土屋文明 つちや・ぶんめい(1890—1990)


 

本名=土屋文明(つちや・ぶんめい)
明治23年9月18日(戸籍上は1月21日)—平成2年12月8日 
享年100歳(孤峰寂明信士)❖文明忌 
埼玉県比企郡ときがわ町西平386 慈光寺(天台宗)



歌人。群馬県生。東京帝国大学卒。明治41年伊藤左千夫宅に寄寓、斎藤茂吉らを知る。大正6年『アララギ』選者となる。松本高等女学校校長などを務めながら作歌活動をつづけ、14年第一歌集『ふゆくさ』を刊行。昭和5年『アララギ』の編集発行人となる。
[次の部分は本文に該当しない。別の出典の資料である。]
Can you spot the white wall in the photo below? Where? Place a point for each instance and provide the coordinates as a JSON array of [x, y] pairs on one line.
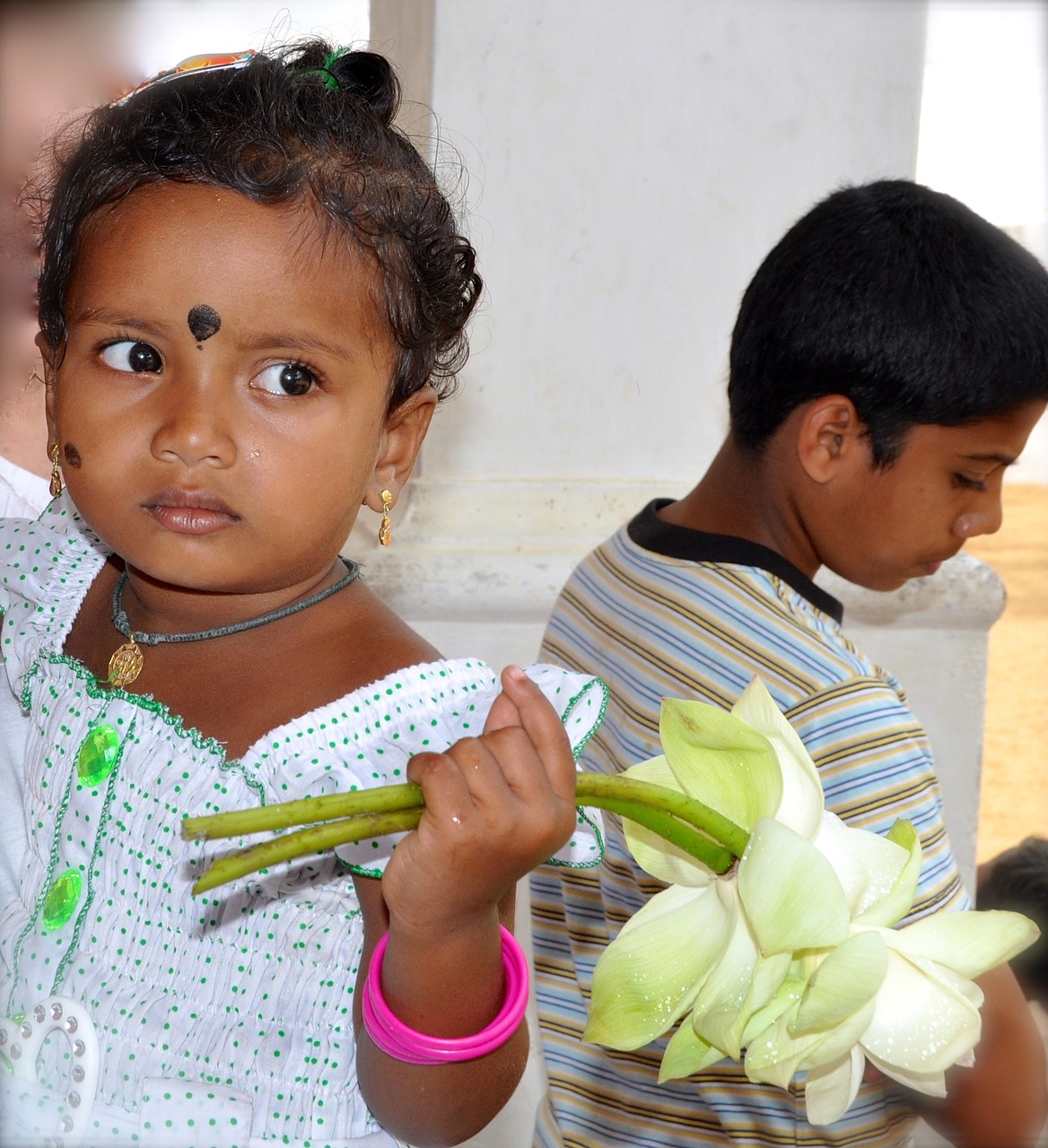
[[166, 31], [983, 131]]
歌集に『山谷集』『韮青集』『青南集』などがある。



 



桐の葉の広きをしきて児(こ)はすわり母をも共にすわらせにけり    

裸身にて蚊を焼く吾や蔑みし父にいくらも変わらざりけり

吾がもてる貧しきものの卑しさを是の人に見て堪へがたかりき      

争ひて有り経し妻よ吾よりはいくらか先に死ぬこともあらむ

小工場に酸素熔接のひらめき立ち砂町四十町夜ならむとす        

にんじんは明日蒔けばよし帰らむよ東一華の花も閉ざしぬ
 
時代ことなる父と子なれば枯山に腰下ろし向ふ一つ山脈

この谷や幾代の飢に痩せ痩せて道に小さなる媼行かしむ         

死後などは思ふとせざる父と子の間の母は何を思ひけむ

この道にやうやく歩む汝なりき立ち変るとも道は行くべく



 

 歌壇の最長老として100歳の長寿を保った土屋文明のいう健康の秘訣は〈悪口、昼寝、嫌なことをしない〉ということであった。
 最晩年に至ると、『アララギ』の巻頭に載る作歌が毎号のように目立って少なくなってきた。100歳の誕生日を迎えてまもなくの平成2年10月、東京・千駄ケ谷の代々木病院に入院する。それからの2か月余は故郷上州上郊村(現・高崎市)の思い出話に終始して、先に逝った妻テル子の面影を追う日々であった。
 ——〈枯れし畦一人歩み行く少年誰ぞ夢は今宵も言葉なし〉、平成2年12月8日、〈最期の呼吸までしっかりなしおえ、苦痛の様子は何も見られず、自然にさからわない静かな峻厳な死であった〉と長女の小市草子は記している。



 

 妻テル子の死によって、昭和49年に死んだ長男夏実の遺骨を京都から引き取り、親子三人の墓をつくるべく比企の板東観音札所慈光寺にそれを定めた。
 都幾川にそった道を折れ、勾配のきつい参道に入っていくと、道ばたにはまばらな曼珠沙華が弱々しい姿勢を立たせていた。鳴き疲れた蝉や名も知らぬ鳥、松虫、鈴虫の声、群生する著莪のなかに咲く露草、けなげに飛び交う二匹の蝶。蜘蛛の巣が金糸のように光っている。ゆるやかに湾曲した坂道に映る葉影、深まる樹々のなかに小さな墓地があった。三人の名が刻された平板な洋風墓。
 〈亡き後を言ふにあらねど比企の郡槻の丘には待つ者が有る〉と歌った文明もようやくにこの碑の下に眠っている。